There are some cities that are easy to describe. All you have to do is walk down their streets, and words fly out at you, getting stuck in your hair, sticking to the soles of your flip-flops, and dancing around your head like flies till you pluck them out and slip them into your bag.

My first day in Austin, which people had already pushed up onto a pedestal with praises and odes, and I walked slowly, with my camera around my shoulder and my eyes wide open. I was scouting the city, watching closely, gathering ammunition for my day’s blog. And I wasn’t disappointed.
My friend’s apartment is close to UT, Austin, and there are little shops and cafés that sprout up on street corners no matter which direction you take. The heat, the papery bougainvillea, and brown people with black hair – there is a lot here that reminds me of home. The small almost-grocery shop located right around the corner from these apartments also feeds into nostalgia. Friendship store, anyone?

The city is bubbling with energy, the laidback mellow happiness of a summer that has just started. There are young people everywhere, talking way too loudly in the night, carrying six packs of beer and walking in shorts and flip-flops. Groups of kids peering into the turtle pond, couples holding hands, or solitary souls walking to the beat of their music; like most areas around university campuses I see very few older adults or little kids. After a week in suburban Dallas, it doesn’t bother me. I like the energy, the potential for dreams. It’s like the excitement before a trip you’ve been planning for for a very long time, and the excitement just mounts as the date creeps closer. You pour a drink into a glass and it bubbles golden, frothing eagerly and swiftly. A big house in suburbia is when the glass is full to the brim and the bubbles overflow and then they start dying. And yeah, it’s a glass full of something you like to drink but the excitement is gone. It’s just there. Like all things that are just there, you start taking it for granted.

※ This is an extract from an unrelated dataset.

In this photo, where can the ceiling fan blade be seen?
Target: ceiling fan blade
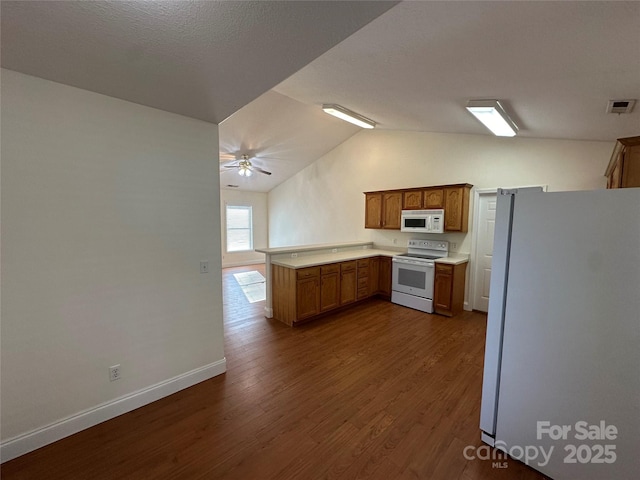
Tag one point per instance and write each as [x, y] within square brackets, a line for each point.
[258, 169]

Anyways, as usual I digress with the metaphors. There are the young people, and the cool architecture. We had Mexican food at a café on a street with works of art for homes. There was one with a square, minimalist structure and a wide balcony, with a slow moving fan in the balcony. Another with an entrance dolled up in fairy lights of all kinds, tastefully tacky. And another with its entrance slightly elevated above ground, a modern-style silver walkway angling up to it. There was a large indoor lamp placed outside next to a bright green plant by the walkway.
‘The city’s motto is to keep Austin weird,’ my friend told me.

Then there are the bugs. You can hear them in the trees. ‘Birds,’ my cousin told me, ‘crickets!’ my friend said, ‘locusts,’ her boyfriend corrected her. They buzz and hum, as loud as leaves rustling in a storm, raucous as birds at dusk. Cockroaches, and crickets, June bugs and that strange black one that hops around in the evenings by bright lights. Spiders and mosquitoes. Everybody wants to be in Austin, I guess.